Effective 1 March 2017, Section 7C requires that in the absence of charging interest on loans to trusts (including foreign trusts), at a rate at least equal to the ‘official rate of interest’, individuals will be subject to donations tax.

Previously, financial planners could advise clients to transfer their assets to a trust by way of an interest-free loan. The loan to the trust would then be written-off over their lifetimes at an amount of R100,000 per year, the threshold below which donations are exempt from donations tax. This arrangement avoided donations tax, in addition to serving as a shield against estate duty and capital gains tax on the trust assets, upon the individual’s death.

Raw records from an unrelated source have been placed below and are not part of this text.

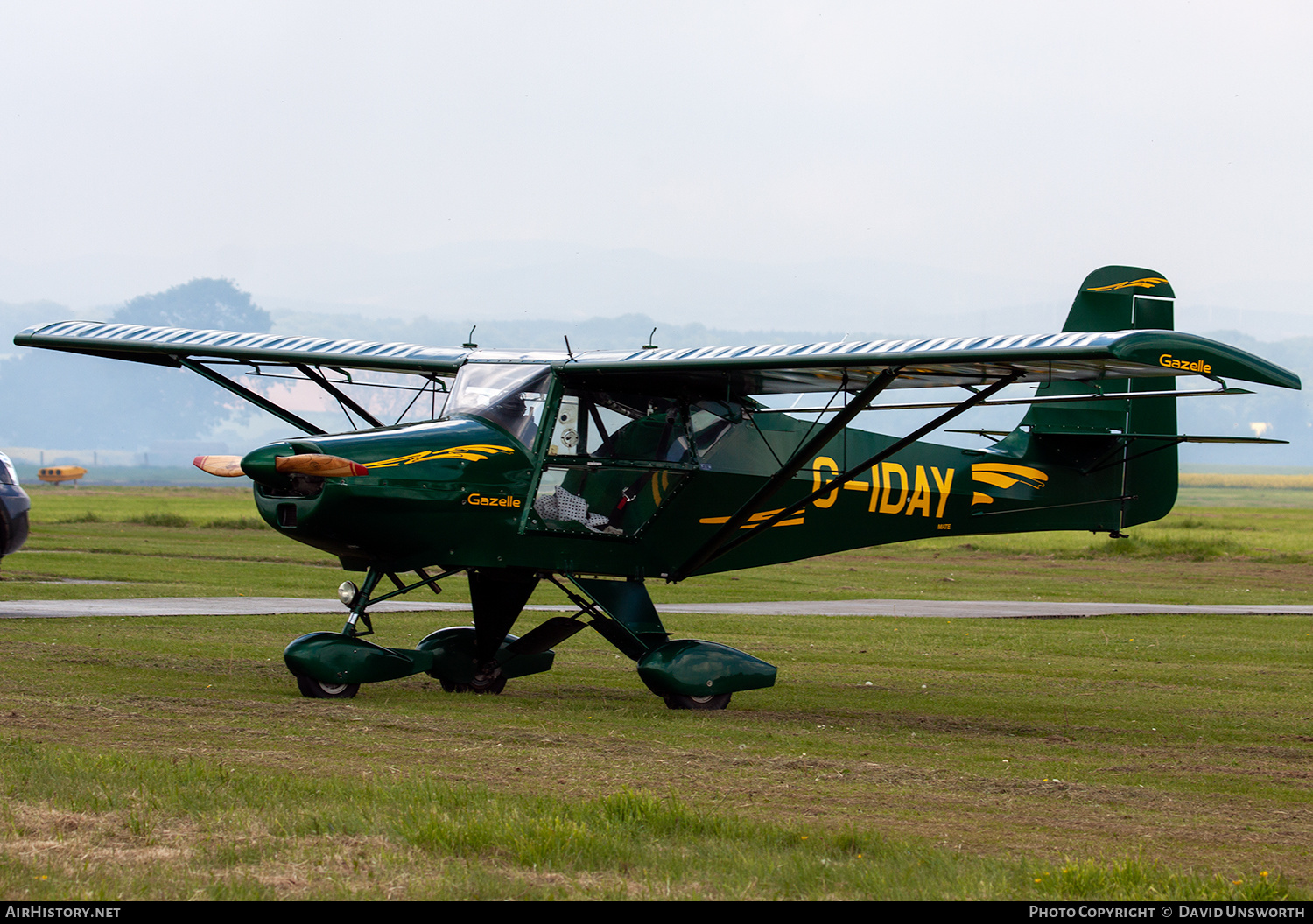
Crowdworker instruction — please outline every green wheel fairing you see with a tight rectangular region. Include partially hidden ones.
[638,638,776,697]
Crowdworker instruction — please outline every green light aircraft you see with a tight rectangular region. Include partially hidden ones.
[15,267,1300,709]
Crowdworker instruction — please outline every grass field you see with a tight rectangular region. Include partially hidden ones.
[0,487,1313,900]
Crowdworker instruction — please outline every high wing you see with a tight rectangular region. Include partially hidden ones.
[15,322,1300,394]
[564,331,1300,396]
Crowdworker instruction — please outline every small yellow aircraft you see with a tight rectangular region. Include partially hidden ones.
[37,465,87,487]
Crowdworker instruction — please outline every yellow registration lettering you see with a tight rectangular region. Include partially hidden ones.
[811,456,839,507]
[880,462,908,514]
[908,465,930,517]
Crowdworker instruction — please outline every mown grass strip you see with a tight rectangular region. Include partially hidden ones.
[0,737,1300,900]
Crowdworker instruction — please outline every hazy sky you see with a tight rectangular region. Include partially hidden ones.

The Davis Tax Committee took a dim view on these arrangements to avoid or defer the few taxes there are on wealth. In its review and recommendations on estate duty, the committee suggested estate duty and other taxes on inheritances are an effective mechanism to redistribute wealth and create a fairer, more equal society – more so than levying additional taxes on the incomes of the wealthy.

It can also be argued that such arrangements are unethical in a country where both income and wealth inequality are so high that they threaten the country’s social and political stability and future.

The committee, however, was clear that trusts are a legitimate mechanisms for individuals to arrange their commercial affairs, but added that their use to avoid or defer estate duty is cynical.

Section 7C, therefore, is aimed at high net-worth individuals who have set up trusts to defer estate duty, sometimes indefinitely. Loans that trigger the application of section 7C would be those where interest alone would exceed the R100 000 per year tax-free donations threshold. Tax authorities hope that the current 7.75% interest rate such individuals will effectively have to charge the trust (and include in their taxable income, subject to the interest exemptions), or the donations tax they will have to pay on the deemed interest should the loans be interest free, will be enough to discourage avoidance.

On a loan of R3.5 million, the minimum threshold above which estate duty is levied, the taxable interest portion assuming the individual made no other donations during the year would be R271 250, equating to donations tax of R54 250. This suggests that the potential costs may still allow for the trust option to be worthwhile.

However, on a R350 million loan, the taxable interest portion would be R27 125 000, the equivalent of R5.4 million in donations tax in just one tax year.

Tax authorities plan to close more loops and increase further the contribution of taxes on wealth to total tax revenues. Section 7C is just the beginning, and growing cooperation and information sharing between tax authorities in different countries will further close the opportunities to avoid property taxes on foreign assets.

Compliance, therefore, should be the message the financial planning industry should be promoting to their clients. The sooner they can dismantle elaborate mechanisms and tax shelters meant to avoid tax, the less of a headache the tax man will be. Financial planners have an important role to play in helping their clients become compliant – including paying tax that is fair and due but no more than is legally required.